A root canal removes the infected pulp tissue, cleans and disinfects the interior of the tooth, and seals it. You’ll then need a crown placed on top to protect the remaining structure. Out-of-network costs for a root canal range from roughly $620 to $1,500 depending on the tooth. Front teeth fall on the lower end of that range, while molars, which have more root canals to clean, fall on the higher end. The crown is an additional cost on top of that.
If the tooth is too damaged to save, or if the infection has spread to surrounding bone, extraction becomes the remaining option. The American Association of Endodontists frames this as a last resort, since keeping your natural tooth preserves jawbone density and avoids the need for an implant or bridge down the road.

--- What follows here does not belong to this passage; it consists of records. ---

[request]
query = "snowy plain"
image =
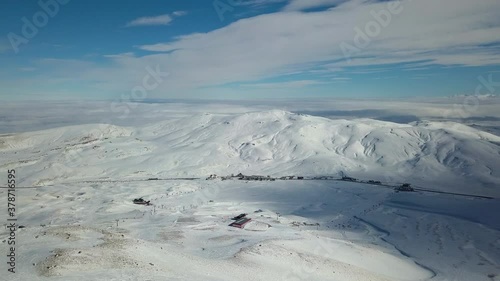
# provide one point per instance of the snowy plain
(88, 166)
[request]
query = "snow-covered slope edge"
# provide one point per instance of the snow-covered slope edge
(446, 156)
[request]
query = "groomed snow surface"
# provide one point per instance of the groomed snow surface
(80, 222)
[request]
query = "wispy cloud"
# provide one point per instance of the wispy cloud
(179, 13)
(165, 19)
(300, 5)
(156, 20)
(448, 33)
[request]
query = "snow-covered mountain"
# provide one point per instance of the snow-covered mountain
(447, 156)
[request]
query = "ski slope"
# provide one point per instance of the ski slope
(80, 223)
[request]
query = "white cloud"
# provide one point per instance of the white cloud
(300, 5)
(179, 13)
(288, 84)
(156, 20)
(427, 32)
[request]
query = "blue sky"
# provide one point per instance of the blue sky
(244, 49)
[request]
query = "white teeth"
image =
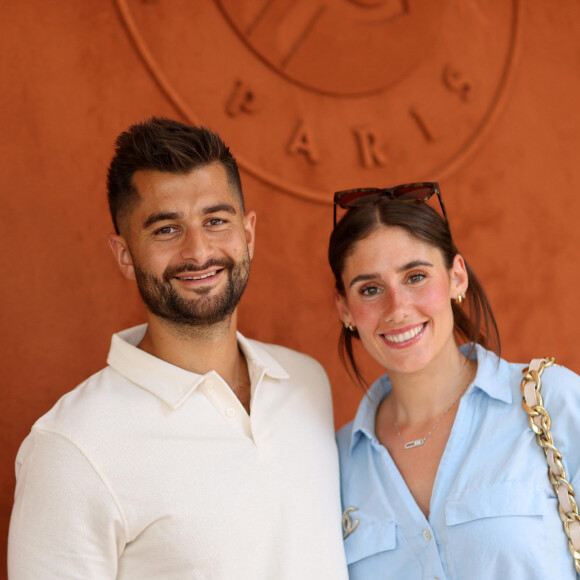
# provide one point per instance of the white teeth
(404, 336)
(200, 277)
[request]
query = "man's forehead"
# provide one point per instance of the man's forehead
(206, 185)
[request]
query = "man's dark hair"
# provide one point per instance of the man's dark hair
(161, 144)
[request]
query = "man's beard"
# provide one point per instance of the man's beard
(162, 299)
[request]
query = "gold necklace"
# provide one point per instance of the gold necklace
(419, 442)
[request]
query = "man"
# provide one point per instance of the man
(196, 453)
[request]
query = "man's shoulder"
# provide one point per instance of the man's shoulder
(97, 395)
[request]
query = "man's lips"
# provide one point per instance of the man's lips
(405, 336)
(204, 276)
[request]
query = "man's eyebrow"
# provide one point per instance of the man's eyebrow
(227, 207)
(161, 216)
(403, 268)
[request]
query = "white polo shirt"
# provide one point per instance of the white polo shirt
(148, 471)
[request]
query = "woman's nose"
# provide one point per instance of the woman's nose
(396, 305)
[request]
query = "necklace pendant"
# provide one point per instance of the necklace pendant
(416, 443)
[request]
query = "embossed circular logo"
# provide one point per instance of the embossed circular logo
(309, 93)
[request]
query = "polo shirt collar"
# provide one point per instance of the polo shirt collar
(492, 378)
(172, 384)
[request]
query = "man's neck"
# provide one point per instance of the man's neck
(197, 349)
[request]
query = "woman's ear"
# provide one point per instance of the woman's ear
(123, 256)
(342, 309)
(459, 277)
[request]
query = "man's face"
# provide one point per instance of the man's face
(187, 245)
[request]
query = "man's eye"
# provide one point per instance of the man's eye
(370, 291)
(165, 230)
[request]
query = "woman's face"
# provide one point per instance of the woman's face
(398, 294)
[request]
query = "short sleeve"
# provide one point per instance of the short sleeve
(65, 522)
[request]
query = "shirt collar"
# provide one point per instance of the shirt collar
(492, 378)
(170, 383)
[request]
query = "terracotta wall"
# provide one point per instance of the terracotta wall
(312, 96)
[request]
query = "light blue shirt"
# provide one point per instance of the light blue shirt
(493, 513)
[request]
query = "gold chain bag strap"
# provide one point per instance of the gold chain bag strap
(540, 424)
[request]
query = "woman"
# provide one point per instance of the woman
(442, 476)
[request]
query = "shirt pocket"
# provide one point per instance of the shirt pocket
(495, 525)
(369, 539)
(495, 501)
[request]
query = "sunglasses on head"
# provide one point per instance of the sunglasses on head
(416, 192)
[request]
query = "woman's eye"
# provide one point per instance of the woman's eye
(414, 278)
(370, 291)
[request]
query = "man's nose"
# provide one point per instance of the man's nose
(195, 246)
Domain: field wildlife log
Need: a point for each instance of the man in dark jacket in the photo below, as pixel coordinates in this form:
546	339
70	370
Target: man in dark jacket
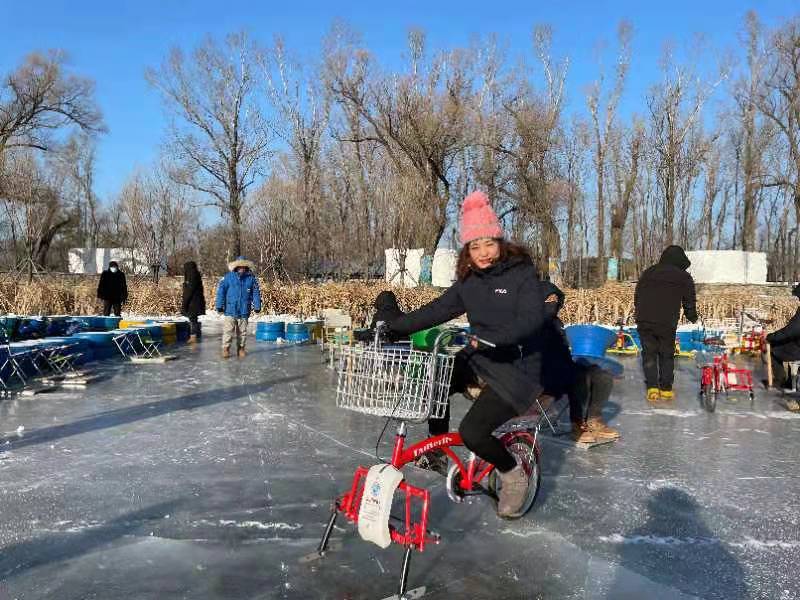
587	385
661	291
193	301
386	311
785	347
112	289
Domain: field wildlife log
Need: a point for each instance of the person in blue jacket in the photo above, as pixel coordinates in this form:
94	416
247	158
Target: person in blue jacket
237	296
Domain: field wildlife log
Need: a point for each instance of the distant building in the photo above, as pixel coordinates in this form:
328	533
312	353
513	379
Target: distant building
92	261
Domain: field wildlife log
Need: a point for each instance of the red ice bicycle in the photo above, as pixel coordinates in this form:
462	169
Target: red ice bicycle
407	385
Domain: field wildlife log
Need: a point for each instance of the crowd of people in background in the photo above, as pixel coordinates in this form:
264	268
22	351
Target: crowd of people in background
527	357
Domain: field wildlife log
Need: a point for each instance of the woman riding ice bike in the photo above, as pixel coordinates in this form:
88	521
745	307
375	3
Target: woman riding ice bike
499	290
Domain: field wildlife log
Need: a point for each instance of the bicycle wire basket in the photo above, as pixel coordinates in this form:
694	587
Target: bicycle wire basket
391	381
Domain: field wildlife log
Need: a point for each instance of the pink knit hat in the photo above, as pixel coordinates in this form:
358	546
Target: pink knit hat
478	220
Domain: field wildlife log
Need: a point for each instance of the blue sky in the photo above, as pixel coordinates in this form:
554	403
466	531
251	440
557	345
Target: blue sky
113	42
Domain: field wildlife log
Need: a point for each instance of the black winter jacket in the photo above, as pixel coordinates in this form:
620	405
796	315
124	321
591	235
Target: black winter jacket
558	368
193	300
786	341
386	311
113	287
663	289
504	305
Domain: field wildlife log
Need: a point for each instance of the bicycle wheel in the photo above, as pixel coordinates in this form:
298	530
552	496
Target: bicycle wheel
521	445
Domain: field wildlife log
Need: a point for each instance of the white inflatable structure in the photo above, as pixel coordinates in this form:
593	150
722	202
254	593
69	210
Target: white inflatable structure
728	266
91	261
443	272
403	267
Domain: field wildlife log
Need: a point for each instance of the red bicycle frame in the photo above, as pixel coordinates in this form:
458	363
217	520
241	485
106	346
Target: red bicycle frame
414	532
717	376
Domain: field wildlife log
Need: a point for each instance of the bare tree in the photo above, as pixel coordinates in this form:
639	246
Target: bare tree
418	118
627	152
38	99
302	109
675	108
779	102
218	133
603	124
34	205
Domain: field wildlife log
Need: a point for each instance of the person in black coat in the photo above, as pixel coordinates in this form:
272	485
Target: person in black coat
499	290
785	346
660	293
112	289
587	385
193	301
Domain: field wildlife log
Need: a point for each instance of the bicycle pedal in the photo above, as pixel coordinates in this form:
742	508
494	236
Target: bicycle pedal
410	594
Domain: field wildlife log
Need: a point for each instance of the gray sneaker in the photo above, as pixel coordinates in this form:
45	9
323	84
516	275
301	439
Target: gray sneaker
513	492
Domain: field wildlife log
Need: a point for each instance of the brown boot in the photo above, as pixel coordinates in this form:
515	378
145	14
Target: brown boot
600	430
513	492
582	435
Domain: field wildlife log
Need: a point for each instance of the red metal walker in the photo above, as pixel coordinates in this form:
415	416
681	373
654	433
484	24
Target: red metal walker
722	376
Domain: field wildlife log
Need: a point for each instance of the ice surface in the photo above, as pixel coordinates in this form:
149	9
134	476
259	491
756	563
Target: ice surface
210	479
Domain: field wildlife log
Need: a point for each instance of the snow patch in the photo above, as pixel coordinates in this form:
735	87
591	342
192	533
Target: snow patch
747	544
260	525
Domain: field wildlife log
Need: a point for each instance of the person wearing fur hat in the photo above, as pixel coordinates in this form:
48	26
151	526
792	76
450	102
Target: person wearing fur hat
112	289
499	290
785	347
237	296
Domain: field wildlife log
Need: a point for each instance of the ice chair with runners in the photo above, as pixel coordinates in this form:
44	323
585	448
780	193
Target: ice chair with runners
140	348
15	358
406	385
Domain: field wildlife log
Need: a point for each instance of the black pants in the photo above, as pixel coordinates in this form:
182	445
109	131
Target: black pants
589	393
487	413
779	376
658	357
108	305
194	325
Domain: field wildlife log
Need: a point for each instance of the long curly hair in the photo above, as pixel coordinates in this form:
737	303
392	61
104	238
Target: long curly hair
464	266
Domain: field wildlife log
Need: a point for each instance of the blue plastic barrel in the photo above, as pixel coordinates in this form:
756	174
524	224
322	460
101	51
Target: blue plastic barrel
587	339
101	343
297	332
182	330
269	331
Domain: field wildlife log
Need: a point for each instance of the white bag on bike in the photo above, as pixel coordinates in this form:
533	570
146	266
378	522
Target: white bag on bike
376	504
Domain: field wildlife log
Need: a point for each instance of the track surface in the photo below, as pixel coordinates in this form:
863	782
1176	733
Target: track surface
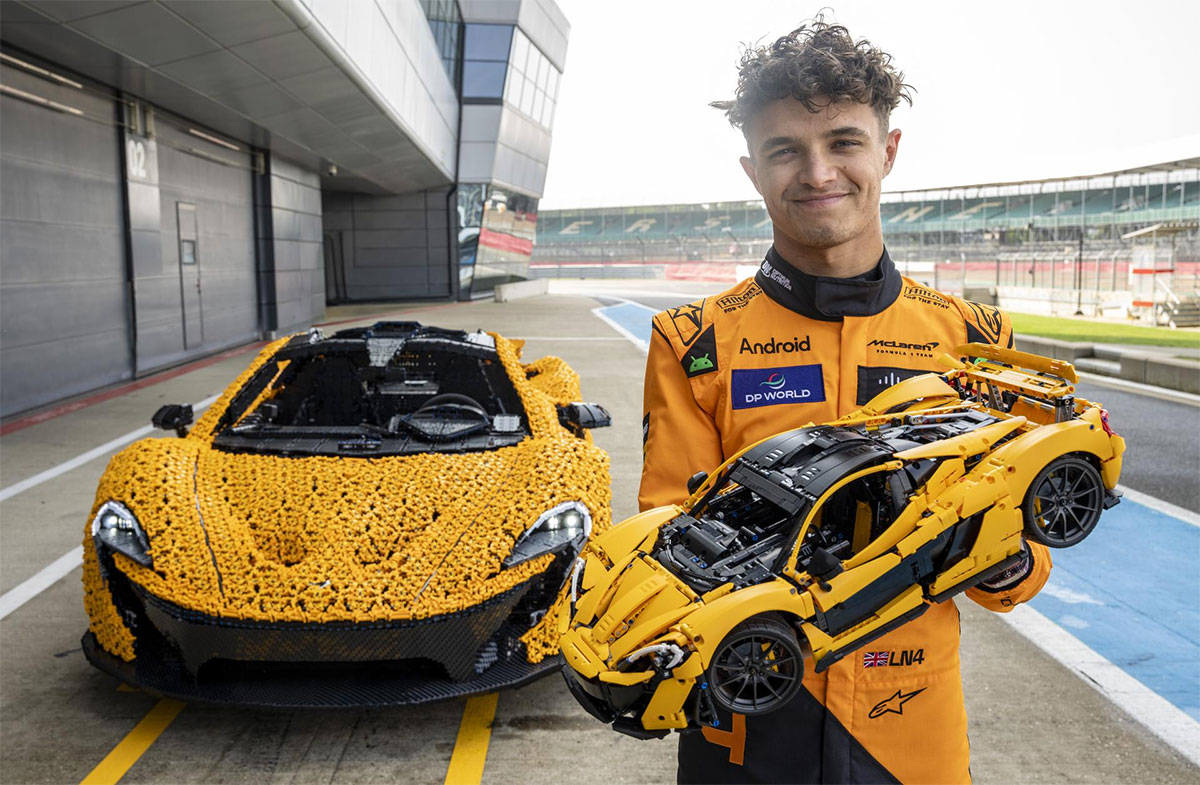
1031	719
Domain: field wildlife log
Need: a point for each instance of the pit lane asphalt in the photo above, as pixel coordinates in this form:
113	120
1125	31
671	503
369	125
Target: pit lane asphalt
1031	720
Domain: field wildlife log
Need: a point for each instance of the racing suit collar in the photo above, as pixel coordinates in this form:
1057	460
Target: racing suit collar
825	298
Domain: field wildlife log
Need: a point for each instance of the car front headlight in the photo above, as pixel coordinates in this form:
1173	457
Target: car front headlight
562	526
117	528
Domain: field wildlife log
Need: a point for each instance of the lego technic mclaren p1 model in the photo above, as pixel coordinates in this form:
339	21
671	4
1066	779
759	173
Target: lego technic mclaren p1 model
817	540
379	516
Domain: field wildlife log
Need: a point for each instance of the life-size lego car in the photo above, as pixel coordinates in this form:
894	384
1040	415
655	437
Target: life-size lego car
379	516
814	541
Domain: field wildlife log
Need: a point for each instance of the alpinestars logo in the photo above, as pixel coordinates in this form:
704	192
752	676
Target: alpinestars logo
894	705
777	347
775	275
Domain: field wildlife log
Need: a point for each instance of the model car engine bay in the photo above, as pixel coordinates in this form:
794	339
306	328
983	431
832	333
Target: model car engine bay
742	528
394	388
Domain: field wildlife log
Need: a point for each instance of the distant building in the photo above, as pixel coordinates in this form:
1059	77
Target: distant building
179	178
993	225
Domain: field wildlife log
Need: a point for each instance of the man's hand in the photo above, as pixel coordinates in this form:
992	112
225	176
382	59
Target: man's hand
1013	575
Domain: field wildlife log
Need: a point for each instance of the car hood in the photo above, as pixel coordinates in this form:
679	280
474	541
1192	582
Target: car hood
323	539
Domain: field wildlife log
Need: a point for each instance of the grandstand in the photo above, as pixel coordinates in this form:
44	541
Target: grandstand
1121	241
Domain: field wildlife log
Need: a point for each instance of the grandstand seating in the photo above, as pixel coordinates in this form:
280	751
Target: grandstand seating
741	222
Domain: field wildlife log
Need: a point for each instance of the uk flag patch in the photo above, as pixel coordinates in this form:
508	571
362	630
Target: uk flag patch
875	659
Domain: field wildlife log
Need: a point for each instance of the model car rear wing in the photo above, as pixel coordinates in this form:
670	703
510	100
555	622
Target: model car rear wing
1017	359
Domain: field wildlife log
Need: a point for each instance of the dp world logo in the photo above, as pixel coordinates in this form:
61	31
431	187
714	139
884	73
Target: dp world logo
775	381
768	387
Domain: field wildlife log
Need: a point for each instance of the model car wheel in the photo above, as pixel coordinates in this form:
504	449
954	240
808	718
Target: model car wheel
757	667
1065	502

How Decay Progresses if Left Untreated
Cavities don’t plateau on their own. A white spot becomes a micro-cavity in the enamel, which becomes a visible hole, which deepens into the dentin layer beneath. The tooth tries to protect itself by forming a barrier layer of new dentin over the pulp, but this defense has limits. Once bacteria reach the pulp, infection can spread beyond the tooth into the surrounding bone, forming an abscess. In rare but serious cases, untreated dental infections can cause cellulitis (a spreading soft-tissue infection) or even bone infection. Each stage of progression narrows your treatment options and raises the cost.
The practical takeaway is that timing determines your treatment. A cavity caught at the white-spot stage might need nothing more than fluoride varnish and better brushing habits. The same tooth six months later might need a filling. A year after that, a root canal. The biology doesn’t change, but the window for simpler, cheaper treatment closes steadily.